Palavras não são números; não têm precisão matemática. Cada
termo, conforme vai sendo utilizado pela ordem social no decorrer do tempo,
adquire novas camadas de significados a que os novos falantes são obrigados a
considerar. O indivíduo educado no uso da linguagem humana deve ser capaz de
perceber e distinguir essas várias dimensões das palavras presentes em cada
discurso que ouve ou profere. Sem essa capacidade, efetivamente não há comunicação;
estando impossibilitada a compreensão plena das sutilezas inumeráveis da linguagem.
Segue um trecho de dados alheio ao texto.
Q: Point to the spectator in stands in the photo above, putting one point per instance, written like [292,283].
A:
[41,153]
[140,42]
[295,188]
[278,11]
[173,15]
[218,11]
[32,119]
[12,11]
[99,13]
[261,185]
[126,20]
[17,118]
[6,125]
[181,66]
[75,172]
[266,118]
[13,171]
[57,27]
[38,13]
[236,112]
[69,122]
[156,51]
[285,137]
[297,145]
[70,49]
O que sobra é uma expressão subumana em que o vocábulo – o som característico
da palavra – vale pela carga emocional que representa no padrão grupal. Se for
algo aceito pelo coletivo é "bom" e desperta aceitação automática; caso contrário, rejeição instantânea.
Em ambos os casos, abdica-se do uso da razão como mediadora do comportamento.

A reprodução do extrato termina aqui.